Operator: Our next question will be coming from Arun Viswanathan of RBC Capital.
Arun Viswanathan: Great, thanks for taking my question. Just wanted to maybe get your food bev merch seems like there’s been some improvement there, and you guys are still going through some restructuring, but it’s nice to see a little bit of improvement there. So maybe it sounds like food service could be a little bit softer, but what are you seeing on the food bev merch side? Thanks.
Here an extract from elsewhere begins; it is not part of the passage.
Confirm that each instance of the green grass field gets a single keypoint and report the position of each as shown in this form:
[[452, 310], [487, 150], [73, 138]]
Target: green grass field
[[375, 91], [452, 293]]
Michael King: Yes, I think on the food and bev merch, it’s like I said in the prior question, it’s still mixed. I think we’re ahead of where we could be given year-over-year seasonality. So I mentioned the ag season. I think the biggest thing you’re seeing improvement-wise in our food bev merch is some pricing fidelity. And so as we’ve kind of eclipsed some contracts and started to get some help on the price cost side, our value over volume strategy started to come through in that business, which was a little behind our food service business, if you recall, from the Q4 call. So overall, that seems doing well. I think they’re also benefiting quite a bit from the PEPS improvements we’ve made. And so those operations become more stable that’s also flowing through.
Arun Viswanathan: Great, thanks for that. And then I guess just on price cost, resin prices may be ticking up here a little bit. Obviously, you guys have pretty robust pass-through mechanisms, but maybe you can just give us your thoughts on potential volatility, if that would cause any volatility on your margin side, and what maybe your outlook is for the next couple quarters.